Role of carotenoid β-cryptoxanthin in bone homeostasis

Abstract

Bone homeostasis is maintained through a balance between osteoblastic bone formation and osteoclastic bone resorption. Aging induces bone loss due to decreased osteoblastic bone formation and increased osteoclastic bone resorption. Osteoporosis with its accompanying decrease in bone mass is widely recognized as a major public health problem. Nutritional factors may play a role in the prevention of bone loss with aging.

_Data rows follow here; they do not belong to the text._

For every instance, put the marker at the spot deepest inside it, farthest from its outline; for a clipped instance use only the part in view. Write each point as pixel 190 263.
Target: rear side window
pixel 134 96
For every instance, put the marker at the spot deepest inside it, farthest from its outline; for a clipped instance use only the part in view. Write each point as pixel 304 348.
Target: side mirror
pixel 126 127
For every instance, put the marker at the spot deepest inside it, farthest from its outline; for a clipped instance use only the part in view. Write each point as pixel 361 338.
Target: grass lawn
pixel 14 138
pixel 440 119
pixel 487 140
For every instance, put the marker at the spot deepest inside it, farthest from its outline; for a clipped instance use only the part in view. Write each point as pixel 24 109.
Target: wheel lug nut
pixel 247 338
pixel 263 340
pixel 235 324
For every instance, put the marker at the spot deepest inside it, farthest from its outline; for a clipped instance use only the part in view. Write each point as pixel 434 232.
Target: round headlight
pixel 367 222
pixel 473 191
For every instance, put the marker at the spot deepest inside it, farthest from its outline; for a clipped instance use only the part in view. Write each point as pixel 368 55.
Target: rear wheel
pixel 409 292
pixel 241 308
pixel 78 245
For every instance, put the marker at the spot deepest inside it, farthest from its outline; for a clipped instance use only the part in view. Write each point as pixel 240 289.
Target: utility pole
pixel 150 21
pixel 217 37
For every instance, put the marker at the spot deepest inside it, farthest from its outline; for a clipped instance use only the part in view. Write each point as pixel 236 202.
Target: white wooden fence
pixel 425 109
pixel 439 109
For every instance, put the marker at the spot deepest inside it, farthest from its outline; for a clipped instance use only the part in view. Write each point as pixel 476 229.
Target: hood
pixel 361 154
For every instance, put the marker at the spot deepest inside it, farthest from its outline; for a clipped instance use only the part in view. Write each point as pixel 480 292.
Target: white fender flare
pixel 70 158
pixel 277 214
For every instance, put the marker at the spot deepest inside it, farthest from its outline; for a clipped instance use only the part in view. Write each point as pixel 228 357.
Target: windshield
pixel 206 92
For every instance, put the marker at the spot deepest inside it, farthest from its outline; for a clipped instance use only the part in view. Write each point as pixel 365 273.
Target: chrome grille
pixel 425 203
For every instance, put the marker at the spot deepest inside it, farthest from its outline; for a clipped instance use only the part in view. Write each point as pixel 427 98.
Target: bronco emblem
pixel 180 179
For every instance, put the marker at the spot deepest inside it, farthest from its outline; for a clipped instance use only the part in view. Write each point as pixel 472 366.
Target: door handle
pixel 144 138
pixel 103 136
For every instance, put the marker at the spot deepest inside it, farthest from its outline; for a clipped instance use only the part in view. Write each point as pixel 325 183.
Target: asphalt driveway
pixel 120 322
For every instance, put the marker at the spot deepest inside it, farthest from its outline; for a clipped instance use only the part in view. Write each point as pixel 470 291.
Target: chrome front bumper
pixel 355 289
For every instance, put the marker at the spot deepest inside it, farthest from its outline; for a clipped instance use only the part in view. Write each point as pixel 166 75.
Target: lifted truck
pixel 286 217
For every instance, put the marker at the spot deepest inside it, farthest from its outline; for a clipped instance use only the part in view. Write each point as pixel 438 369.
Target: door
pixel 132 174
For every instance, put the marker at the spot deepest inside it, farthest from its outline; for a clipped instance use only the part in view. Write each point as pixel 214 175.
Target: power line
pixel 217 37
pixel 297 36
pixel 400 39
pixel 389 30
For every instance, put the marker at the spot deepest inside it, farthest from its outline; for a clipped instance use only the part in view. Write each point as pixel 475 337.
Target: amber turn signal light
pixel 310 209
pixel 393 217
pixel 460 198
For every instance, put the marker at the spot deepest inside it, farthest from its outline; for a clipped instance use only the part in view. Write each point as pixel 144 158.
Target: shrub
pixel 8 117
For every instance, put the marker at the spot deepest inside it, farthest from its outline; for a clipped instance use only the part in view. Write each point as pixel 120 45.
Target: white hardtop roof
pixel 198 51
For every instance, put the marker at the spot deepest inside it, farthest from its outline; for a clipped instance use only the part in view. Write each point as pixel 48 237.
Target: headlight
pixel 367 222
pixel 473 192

Among various carotenoids (carotene and xanthophylls including beta (β)-cryptoxanthin, lutein, lycopene, β-carotene, astaxanthin, and rutin), β-cryptoxanthin, which is abundant in Satsuma mandarin orange (Citrus unshiu MARC.), has been found to have a stimulatory effect on bone calcification in vitro. β-cryptoxanthin has stimulatory effects on osteoblastic bone formation and inhibitory effects on osteoclastic bone resorption in vitro, thereby increasing bone mass. β-cryptoxanthin has an effect on the gene expression of various proteins that are related osteoblastic bone formation and osteoclastic bone resororption in vitro. The intake of β-cryptoxanthin may have a preventive effect on bone loss in animal models for osteoporosis and in healthy human or postmenopausal women. Epidemiological studies suggest a potential role of β-cryptoxanthin as a sustainable nutritional approach to improving bone health of human subjects. β-Cryptoxanthin may be an osteogenic factor in preventing osteoporosis in human subjects.

Figure 1

The cellular and molecular mechanism by which β-cryptoxanthin (BCX) stimulates bone formation and mineralization in osteoblastic cells. BCX may bind to orphan receptors in the nucleus of osteoblastic cells, and it stimulates gene expression of bone formation-related proteins. BCX also stimulates nuclear transcriptional activity mediated through activation of protein kinase C (PKC) or mitogen-activated protein kinase (MAPK) in osteoblastic cells.

Figure 2

The molecular mechanism by which β-cryptoxanthin (BCX) has suppressive effects on mature osteoclasts. BCX inhibits osteoclast formation from mononuclear osteoclasts which are mediated through RANKL and RANK signaling in bone marrow culture systems. BCX stimulates apoptotic cell death by stimulating the gene expression of caspase-3, an apoptosis-inducing enzyme, and suppression of gene expression of Bcl-2, a rescue protein of apoptosis. In addition, BCX suppresses the gene expression of TRACP and cathepsin K, which are bone resorption-related enzymes, and their enzyme activities in mature osteoclasts.